By | 9 min read | Published

Know what makes a statement of financial position a powerful tool to determine the financial health of your business.

Busy trading, running sales calls, or managing employees? Who has time for finances?

Small business owners juggle multiple responsibilities, and in the bustle, accounting often takes a back seat. But even though your bank balance seems okay, there could be declining fundamentals that may not show up until it’s too late.

If you’re a business owner, an investor, or part of management, the quickest path to peace of mind is knowing the numbers of your business. Whether you hire in-house accounting talent, outsource your accounting needs, or do it yourself, it’s crucial to know where you stand financially.

One of the best ways to keep an eye on your finances is through a statement of financial position, also called a balance sheet. It’s the most commonly prepared of all basic financial statements.

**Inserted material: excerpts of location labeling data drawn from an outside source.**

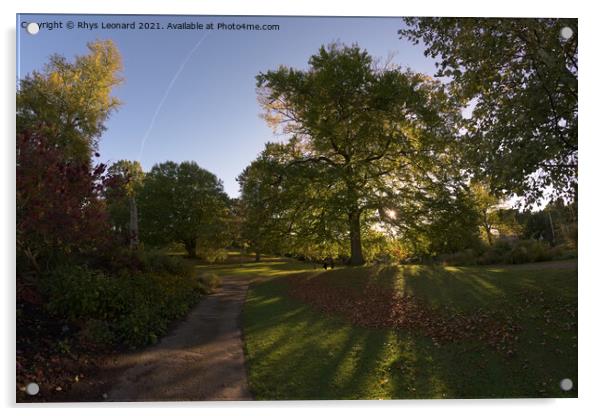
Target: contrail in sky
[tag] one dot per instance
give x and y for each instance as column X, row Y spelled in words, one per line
column 167, row 91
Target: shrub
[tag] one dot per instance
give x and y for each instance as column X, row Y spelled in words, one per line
column 527, row 251
column 214, row 256
column 465, row 257
column 209, row 282
column 131, row 308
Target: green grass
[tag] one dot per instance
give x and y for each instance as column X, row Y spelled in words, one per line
column 295, row 352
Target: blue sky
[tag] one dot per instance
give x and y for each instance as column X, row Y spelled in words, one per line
column 209, row 112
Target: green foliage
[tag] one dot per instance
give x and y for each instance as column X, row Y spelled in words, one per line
column 129, row 175
column 363, row 140
column 528, row 251
column 71, row 101
column 183, row 203
column 211, row 255
column 132, row 306
column 509, row 252
column 209, row 282
column 520, row 77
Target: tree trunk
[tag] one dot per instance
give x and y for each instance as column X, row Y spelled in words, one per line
column 190, row 246
column 134, row 241
column 357, row 257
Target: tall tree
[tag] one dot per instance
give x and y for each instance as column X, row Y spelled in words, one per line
column 520, row 76
column 183, row 203
column 359, row 135
column 121, row 200
column 69, row 102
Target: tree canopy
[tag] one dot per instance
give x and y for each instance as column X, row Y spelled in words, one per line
column 183, row 203
column 361, row 139
column 69, row 102
column 520, row 76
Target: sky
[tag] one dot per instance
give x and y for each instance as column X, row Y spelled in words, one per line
column 190, row 94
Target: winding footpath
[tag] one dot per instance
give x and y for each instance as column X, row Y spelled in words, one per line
column 201, row 359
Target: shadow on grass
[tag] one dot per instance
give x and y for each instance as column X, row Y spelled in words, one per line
column 295, row 352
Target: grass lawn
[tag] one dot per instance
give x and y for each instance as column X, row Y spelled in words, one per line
column 295, row 351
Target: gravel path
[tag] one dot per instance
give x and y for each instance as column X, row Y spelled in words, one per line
column 201, row 359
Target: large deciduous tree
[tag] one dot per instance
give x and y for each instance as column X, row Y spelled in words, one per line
column 521, row 77
column 183, row 203
column 361, row 138
column 69, row 102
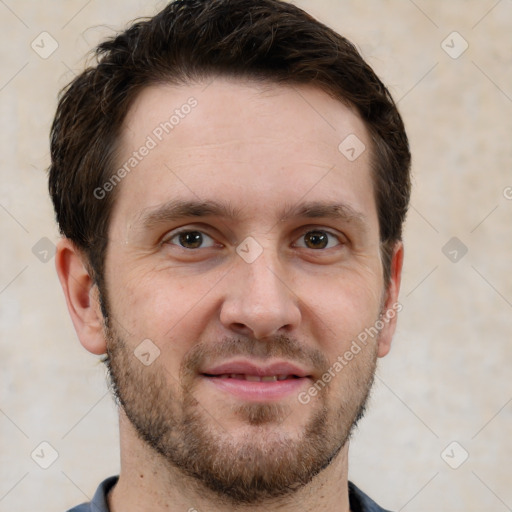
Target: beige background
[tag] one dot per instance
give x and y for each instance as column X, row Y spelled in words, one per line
column 448, row 376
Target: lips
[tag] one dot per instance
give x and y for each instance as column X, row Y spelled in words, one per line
column 246, row 370
column 251, row 382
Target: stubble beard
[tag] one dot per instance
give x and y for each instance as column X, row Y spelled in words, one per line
column 264, row 463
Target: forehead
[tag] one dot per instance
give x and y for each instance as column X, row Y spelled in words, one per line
column 253, row 144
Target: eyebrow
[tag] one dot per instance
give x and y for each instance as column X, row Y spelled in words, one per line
column 178, row 209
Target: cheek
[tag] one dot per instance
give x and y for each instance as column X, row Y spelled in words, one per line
column 160, row 305
column 342, row 307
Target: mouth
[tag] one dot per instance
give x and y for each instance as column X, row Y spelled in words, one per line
column 254, row 378
column 250, row 382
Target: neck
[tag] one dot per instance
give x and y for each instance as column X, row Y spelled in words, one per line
column 146, row 482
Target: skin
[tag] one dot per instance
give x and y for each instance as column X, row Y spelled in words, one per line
column 259, row 149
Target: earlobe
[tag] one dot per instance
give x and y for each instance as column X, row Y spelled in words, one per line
column 82, row 296
column 391, row 306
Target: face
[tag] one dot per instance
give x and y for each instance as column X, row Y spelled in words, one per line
column 244, row 250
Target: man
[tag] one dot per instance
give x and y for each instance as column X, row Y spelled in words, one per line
column 231, row 181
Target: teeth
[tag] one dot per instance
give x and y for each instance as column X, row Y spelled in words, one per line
column 252, row 378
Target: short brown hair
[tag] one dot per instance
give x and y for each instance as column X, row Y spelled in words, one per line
column 192, row 40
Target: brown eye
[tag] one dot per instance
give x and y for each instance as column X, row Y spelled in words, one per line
column 192, row 240
column 318, row 239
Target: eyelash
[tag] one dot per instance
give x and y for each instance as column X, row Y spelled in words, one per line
column 169, row 239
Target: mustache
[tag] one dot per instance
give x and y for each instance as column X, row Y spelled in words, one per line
column 279, row 346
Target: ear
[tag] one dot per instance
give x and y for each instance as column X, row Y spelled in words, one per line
column 391, row 306
column 82, row 296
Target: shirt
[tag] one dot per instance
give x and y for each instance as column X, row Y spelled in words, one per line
column 359, row 502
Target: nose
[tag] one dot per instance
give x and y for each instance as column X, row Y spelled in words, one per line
column 259, row 302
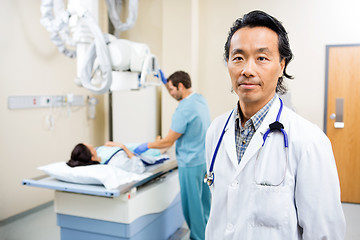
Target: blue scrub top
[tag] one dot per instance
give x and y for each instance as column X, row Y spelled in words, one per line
column 191, row 119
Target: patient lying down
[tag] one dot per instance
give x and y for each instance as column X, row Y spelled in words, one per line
column 114, row 154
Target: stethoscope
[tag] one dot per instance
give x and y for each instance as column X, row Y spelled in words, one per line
column 275, row 126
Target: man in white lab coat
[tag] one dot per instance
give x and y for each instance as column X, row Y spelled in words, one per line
column 289, row 188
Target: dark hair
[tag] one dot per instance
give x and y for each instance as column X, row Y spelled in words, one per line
column 180, row 77
column 261, row 19
column 81, row 156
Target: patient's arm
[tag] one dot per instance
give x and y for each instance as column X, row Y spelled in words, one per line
column 126, row 150
column 166, row 142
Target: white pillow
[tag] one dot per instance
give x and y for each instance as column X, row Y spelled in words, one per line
column 109, row 176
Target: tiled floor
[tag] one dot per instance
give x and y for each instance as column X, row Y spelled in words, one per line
column 41, row 225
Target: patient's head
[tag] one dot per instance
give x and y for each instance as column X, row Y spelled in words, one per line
column 83, row 155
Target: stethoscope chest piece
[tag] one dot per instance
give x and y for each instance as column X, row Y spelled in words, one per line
column 209, row 178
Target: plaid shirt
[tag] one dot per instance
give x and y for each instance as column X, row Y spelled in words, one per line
column 244, row 134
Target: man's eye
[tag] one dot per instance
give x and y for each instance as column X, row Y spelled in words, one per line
column 262, row 58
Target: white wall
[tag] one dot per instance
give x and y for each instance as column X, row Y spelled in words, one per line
column 31, row 65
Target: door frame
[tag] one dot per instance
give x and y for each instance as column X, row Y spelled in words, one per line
column 327, row 76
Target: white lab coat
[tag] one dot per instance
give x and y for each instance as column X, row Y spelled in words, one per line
column 305, row 206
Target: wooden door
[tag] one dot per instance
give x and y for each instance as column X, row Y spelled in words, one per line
column 343, row 88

In this article, we explain what a statement of financial position is and why it’s a powerful tool to determine the financial health of your business. We also provide some tips to easily prepare and analyze it using financial planning and analysis technology.

What is a statement of financial position?

A statement of financial position is another name for your company’s balance sheet. It reveals what your firm owns (assets), how much it owes (liabilities), and the value that would be returned to the investors if your business was liquidated (equity).

A statement of financial position is prepared at the end of an accounting period—which is typically 12 months—and provides a snapshot of the overall financial position of your company at a given time. This is in contrast to other financial statements such as an income statement that shows where money is being spent on a day-to-day basis.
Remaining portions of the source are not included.